Monsieur le président, la France gagnerait à se prononcer clairement sur le sujet, car selon Jean Paul Sartre, « l’abstention est par elle-même une prise de position ». La France a-t-elle pris position en faveur de la violation des droits de l’homme au Togo ? Votre silence accrédite cette thèse et celle d’une mauvaise formation de l’armée togolaise, assurée par la France. Seule une condamnation de votre part est susceptible de convaincre les Togolais du contraire. Cette condamnation devra se traduire dans les faits par la suspension de la coopération militaire entre votre pays et le Togo, puis par l’arrêt immédiat de la vente d’armes à l’Etat togolais qui s’en sert pour massacrer ses propres populations. Il en va de l’image de la France.

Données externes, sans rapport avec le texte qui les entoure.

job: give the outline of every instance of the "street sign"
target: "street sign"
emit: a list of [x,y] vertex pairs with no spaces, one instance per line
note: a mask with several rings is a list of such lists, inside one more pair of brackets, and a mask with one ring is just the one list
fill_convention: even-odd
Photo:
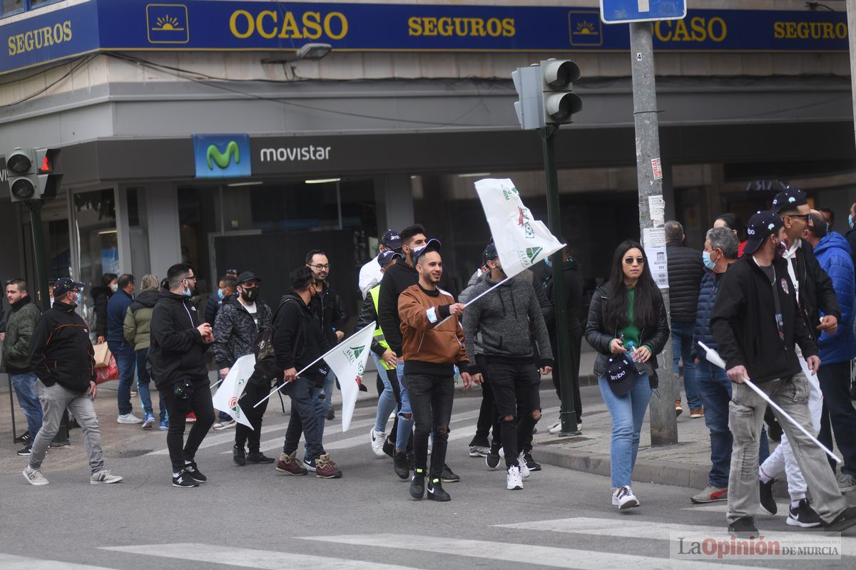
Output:
[[600,0],[604,24],[681,20],[686,15],[687,0]]

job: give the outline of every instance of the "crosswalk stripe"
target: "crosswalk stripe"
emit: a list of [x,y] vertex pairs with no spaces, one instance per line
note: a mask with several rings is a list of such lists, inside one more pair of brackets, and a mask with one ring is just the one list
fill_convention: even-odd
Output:
[[[607,567],[657,567],[661,570],[746,570],[753,567],[705,562],[697,560],[677,560],[657,556],[639,556],[614,552],[577,550],[487,540],[446,538],[424,535],[359,534],[330,537],[300,537],[305,540],[405,549],[423,552],[442,553],[473,558],[489,558],[504,562],[536,564],[558,568],[578,570],[603,570]],[[769,569],[768,569],[769,570]]]
[[267,570],[280,570],[281,568],[288,568],[288,570],[318,570],[318,568],[330,568],[331,570],[414,570],[412,567],[395,564],[196,543],[110,546],[104,547],[102,549]]
[[103,566],[27,558],[27,556],[16,556],[2,552],[0,552],[0,568],[3,570],[113,570],[113,568]]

Pour finir monsieur le président, sachez qu’à l’image des Français, les Togolais aussi veulent compter dans leur armée, des ‘‘Arnaud Beltrame’’ (héros de la condition humaine, selon Jean Luc Mélenchon) ; au lieu des ‘‘Alexandre Benalla’’, bafoueurs de la dignité humaine.

Vous remerciant de l’attention particulière que vous voudriez bien accorder à ma requête, recevez monsieur le président, l’expression de mon profond respect.